Pull Parsing in C# and Java
May 22, 2002
In my first article in
this series, I wrote about porting a SAX application called RSSReader to the new Microsoft
.NET Framework XmlReader
. After publication, I received a message from Chris
Lovett of Microsoft suggesting I revisit the subject. As he said, while the code I
presented
works, my approach was not optimal for the .NET framework; I was still thinking in
terms of
SAX event driven state machinery. A much easier way to approach this problem is to
take
advantage of the fact that XmlReader
does not make you think this way; and,
thus, to write a recursive descent RSS transformer as outlined below.
Based on Chris' suggestions, I've also made some other changes, including changing
the
output mechanism to use the XmlTextWriter
, which will take care of generating
well formed XHTML on the output side.
And following all that, in a reversal of our usual process, I'll port this code back to Java.

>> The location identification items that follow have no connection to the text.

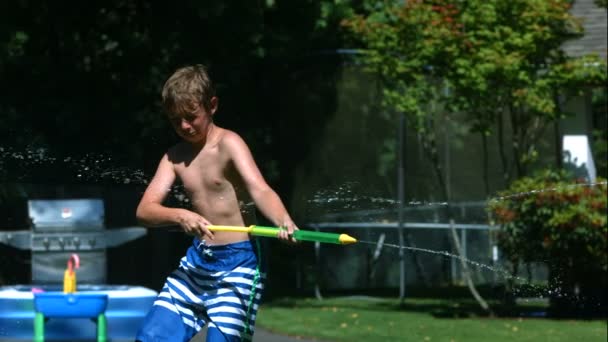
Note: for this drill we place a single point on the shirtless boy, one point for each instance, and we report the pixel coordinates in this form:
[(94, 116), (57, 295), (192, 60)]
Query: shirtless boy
[(218, 282)]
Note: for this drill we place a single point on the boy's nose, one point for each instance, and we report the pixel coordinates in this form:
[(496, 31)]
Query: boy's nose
[(184, 124)]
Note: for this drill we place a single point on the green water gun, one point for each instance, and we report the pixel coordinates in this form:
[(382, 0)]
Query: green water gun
[(299, 235)]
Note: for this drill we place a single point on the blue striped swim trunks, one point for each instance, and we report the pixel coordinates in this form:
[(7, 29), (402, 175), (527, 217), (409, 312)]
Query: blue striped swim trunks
[(220, 286)]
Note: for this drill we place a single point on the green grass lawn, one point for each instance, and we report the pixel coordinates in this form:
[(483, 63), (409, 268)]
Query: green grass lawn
[(373, 319)]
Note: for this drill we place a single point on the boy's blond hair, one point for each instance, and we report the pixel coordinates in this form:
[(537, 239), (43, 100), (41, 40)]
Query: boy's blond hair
[(188, 88)]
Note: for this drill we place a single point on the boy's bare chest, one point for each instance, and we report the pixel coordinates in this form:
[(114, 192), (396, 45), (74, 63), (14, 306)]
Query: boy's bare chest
[(208, 171)]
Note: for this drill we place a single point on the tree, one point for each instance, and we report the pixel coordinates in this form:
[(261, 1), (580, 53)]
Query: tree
[(498, 62)]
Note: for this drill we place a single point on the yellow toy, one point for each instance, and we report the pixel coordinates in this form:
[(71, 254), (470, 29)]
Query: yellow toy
[(69, 276)]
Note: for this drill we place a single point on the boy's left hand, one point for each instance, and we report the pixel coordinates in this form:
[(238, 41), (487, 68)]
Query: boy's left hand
[(286, 232)]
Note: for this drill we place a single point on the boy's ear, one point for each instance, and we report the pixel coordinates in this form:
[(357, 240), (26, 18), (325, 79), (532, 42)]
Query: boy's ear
[(214, 103)]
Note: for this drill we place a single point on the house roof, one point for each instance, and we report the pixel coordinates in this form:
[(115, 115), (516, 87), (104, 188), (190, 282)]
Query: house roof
[(595, 25)]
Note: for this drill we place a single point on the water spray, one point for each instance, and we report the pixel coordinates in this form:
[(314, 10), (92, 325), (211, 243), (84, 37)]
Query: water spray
[(299, 235)]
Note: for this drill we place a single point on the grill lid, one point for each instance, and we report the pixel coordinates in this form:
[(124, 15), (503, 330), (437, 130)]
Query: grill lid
[(66, 214)]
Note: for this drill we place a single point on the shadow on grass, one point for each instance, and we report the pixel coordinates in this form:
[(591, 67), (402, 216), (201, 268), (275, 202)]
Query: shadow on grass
[(453, 302)]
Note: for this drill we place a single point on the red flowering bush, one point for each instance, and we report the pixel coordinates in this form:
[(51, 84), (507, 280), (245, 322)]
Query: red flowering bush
[(553, 218)]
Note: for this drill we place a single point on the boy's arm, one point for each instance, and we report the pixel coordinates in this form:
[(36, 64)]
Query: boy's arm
[(265, 198), (152, 213)]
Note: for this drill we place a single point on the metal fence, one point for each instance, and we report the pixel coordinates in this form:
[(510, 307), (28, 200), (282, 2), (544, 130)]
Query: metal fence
[(430, 257)]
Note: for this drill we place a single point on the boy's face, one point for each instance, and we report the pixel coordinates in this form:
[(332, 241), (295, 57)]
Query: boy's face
[(193, 125)]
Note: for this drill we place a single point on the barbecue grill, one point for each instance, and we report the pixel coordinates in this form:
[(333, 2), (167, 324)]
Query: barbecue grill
[(58, 229), (65, 226)]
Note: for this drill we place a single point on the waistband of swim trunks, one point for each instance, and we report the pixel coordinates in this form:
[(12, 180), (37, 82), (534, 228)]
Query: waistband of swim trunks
[(246, 244)]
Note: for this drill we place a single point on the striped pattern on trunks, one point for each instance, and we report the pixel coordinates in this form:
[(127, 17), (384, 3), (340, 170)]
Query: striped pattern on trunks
[(215, 285)]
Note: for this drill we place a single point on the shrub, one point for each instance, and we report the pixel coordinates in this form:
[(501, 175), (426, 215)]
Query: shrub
[(553, 218)]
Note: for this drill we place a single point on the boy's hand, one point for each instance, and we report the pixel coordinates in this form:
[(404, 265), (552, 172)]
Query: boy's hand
[(196, 225), (286, 232)]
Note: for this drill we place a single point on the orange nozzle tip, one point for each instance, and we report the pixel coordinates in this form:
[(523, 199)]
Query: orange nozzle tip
[(346, 239)]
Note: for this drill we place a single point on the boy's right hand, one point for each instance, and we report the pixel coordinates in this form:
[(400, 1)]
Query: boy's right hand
[(196, 225)]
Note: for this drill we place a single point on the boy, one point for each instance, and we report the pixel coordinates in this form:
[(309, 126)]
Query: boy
[(218, 281)]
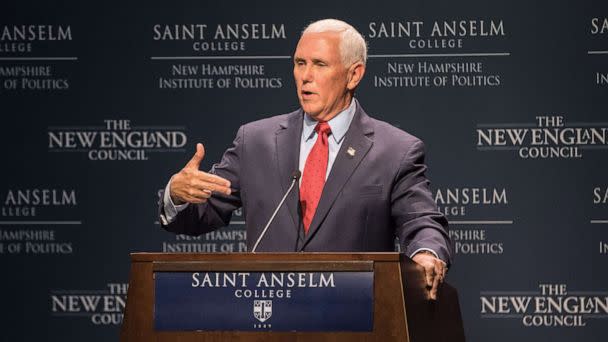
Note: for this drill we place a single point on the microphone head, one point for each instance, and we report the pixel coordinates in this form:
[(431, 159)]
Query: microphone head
[(296, 175)]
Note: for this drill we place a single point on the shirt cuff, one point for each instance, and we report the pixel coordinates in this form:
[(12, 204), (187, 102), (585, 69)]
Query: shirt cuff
[(170, 209)]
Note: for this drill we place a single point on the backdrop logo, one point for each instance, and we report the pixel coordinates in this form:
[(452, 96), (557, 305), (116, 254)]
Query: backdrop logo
[(445, 39), (218, 38), (446, 34), (102, 307), (20, 38), (117, 140), (600, 195), (26, 202), (599, 26), (463, 207), (37, 209), (551, 306), (551, 138), (262, 310)]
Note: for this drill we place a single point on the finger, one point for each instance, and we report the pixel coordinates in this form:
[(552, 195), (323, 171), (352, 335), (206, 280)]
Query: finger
[(209, 177), (435, 287), (216, 183), (439, 271), (194, 194), (211, 187), (429, 274), (196, 160)]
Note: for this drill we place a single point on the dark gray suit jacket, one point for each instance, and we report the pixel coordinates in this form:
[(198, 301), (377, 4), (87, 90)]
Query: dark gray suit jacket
[(369, 198)]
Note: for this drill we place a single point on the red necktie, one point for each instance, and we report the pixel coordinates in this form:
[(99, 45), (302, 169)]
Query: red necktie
[(313, 178)]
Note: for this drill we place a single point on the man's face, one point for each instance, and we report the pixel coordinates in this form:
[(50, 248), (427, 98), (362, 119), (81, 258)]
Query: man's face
[(321, 78)]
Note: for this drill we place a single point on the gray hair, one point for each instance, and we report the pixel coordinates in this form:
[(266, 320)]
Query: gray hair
[(353, 47)]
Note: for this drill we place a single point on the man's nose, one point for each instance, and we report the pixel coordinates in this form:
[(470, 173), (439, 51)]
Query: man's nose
[(307, 74)]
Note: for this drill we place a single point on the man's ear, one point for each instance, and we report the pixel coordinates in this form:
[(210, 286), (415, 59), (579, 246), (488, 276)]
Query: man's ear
[(355, 74)]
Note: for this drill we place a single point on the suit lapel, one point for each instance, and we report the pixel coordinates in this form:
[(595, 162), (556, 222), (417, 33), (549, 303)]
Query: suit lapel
[(288, 138), (357, 139)]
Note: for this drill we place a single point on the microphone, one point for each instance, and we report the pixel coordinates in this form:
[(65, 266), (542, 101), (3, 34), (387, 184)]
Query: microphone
[(294, 179)]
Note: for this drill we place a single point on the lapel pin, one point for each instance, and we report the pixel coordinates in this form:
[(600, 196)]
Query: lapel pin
[(351, 151)]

Here then, without further ado, is the new RSSReader, optimized for C#. I've given the entire listing here, follows by an explanation.
using System;
using System.IO;
using System.Xml;
using System.Net;
public class RSSReader {
public static void Main(string [] args) {
// create an instance of RSSReader
RSSReader rssreader = new RSSReader();
try {
string url = args[0];
XmlTextWriter writer = new XmlTextWriter(Console.Out);
writer.Formatting = Formatting.Indented;
HttpWebRequest wr = (HttpWebRequest)WebRequest.Create(url);
WebResponse resp = wr.GetResponse();
Stream stream = resp.GetResponseStream();
XmlTextReader reader = new XmlTextReader(stream);
reader.XmlResolver = null; // ignore the DTD
reader.WhitespaceHandling = WhitespaceHandling.None;
rssreader.RSSToHtml(reader, writer);
} catch (XmlException e) {
Console.WriteLine(e.Message);
}
}
public void RSSToHtml(XmlReader reader, XmlWriter writer) {
reader.MoveToContent();
if (reader.Name == "rss") {
writer.WriteStartElement("html");
while (reader.Read() &&
reader.NodeType != XmlNodeType.EndElement) {
switch (reader.LocalName) {
case "channel":
ChannelToHtml(reader, writer);
break;
case "item":
ItemToHtml(reader, writer);
break;
default: // ignore image and textinput.
break;
}
}
writer.WriteEndElement();
} else {
// not an RSS document!
}
}
void ChannelToHtml(XmlReader reader, XmlWriter writer) {
writer.WriteStartElement("head");
// scan header elements and pick out the title.
reader.Read();
while (reader.Name != "item" &&
reader.NodeType != XmlNodeType.EndElement) {
if (reader.Name == "title") {
writer.WriteNode(reader, true); // copy node to output.
} else {
reader.Skip();
}
}
writer.WriteEndElement();
writer.WriteStartElement("body");
// transform the items.
while (reader.NodeType != XmlNodeType.EndElement) {
if (reader.Name == "item") {
ItemToHtml(reader, writer);
}
if (!reader.Read())
break;
}
writer.WriteEndElement();
}
void ItemToHtml(XmlReader reader, XmlWriter writer) {
writer.WriteStartElement("p");
string title = null, link = null, description = null;
while (reader.Read() &&
reader.NodeType != XmlNodeType.EndElement) {
switch (reader.Name) {
case "title":
title = reader.ReadString();
break;
case "link":
link = reader.ReadString();
break;
case "description":
description = reader.ReadString();
break;
}
}
writer.WriteStartElement("a");
writer.WriteAttributeString("href", link);
writer.WriteString(title);
writer.WriteEndElement();
writer.WriteStartElement("br");
writer.WriteEndElement();
writer.WriteString(description);
writer.WriteEndElement(); // end the "p" element
}
}
Explaining the Code
The Main entry point to the new RSSReader uses the System.Net
classes directly
to setup a WebRequest
. You also see the XmlTextWriter
being
constructed, turning on indenting so we get a nice readable output. Then the
XmlReader
and XmlWriter
become arguments to a recursive descent
RSS parser; the top level method is called RSSToHtml()
.
The top level RSSToHtml()
method first checks that we really have an RSS file,
by checking the root element name. MoveToContent()
is a convenient way of
skipping the XML prolog and going right to the top level element in the document.
If the XML
document used namespaces, then we'd also want to match on the NamespaceUri
property; however, this particular XML document doesn't use namespaces. If we find
an
<rss>
element, then we read the contents, calling
ChannelToHtml()
when we find a <channel>
element and
calling ItemToHtml()
when we find an <item>
element. Any
other element is skipped. This is all wrapped in the XmlWriter
call to write
the root level <html>
output element.
The ChannelToHtml()
method does two things: it writes out the HTML head
element containing a <title>
element, then it writes out the HTML body.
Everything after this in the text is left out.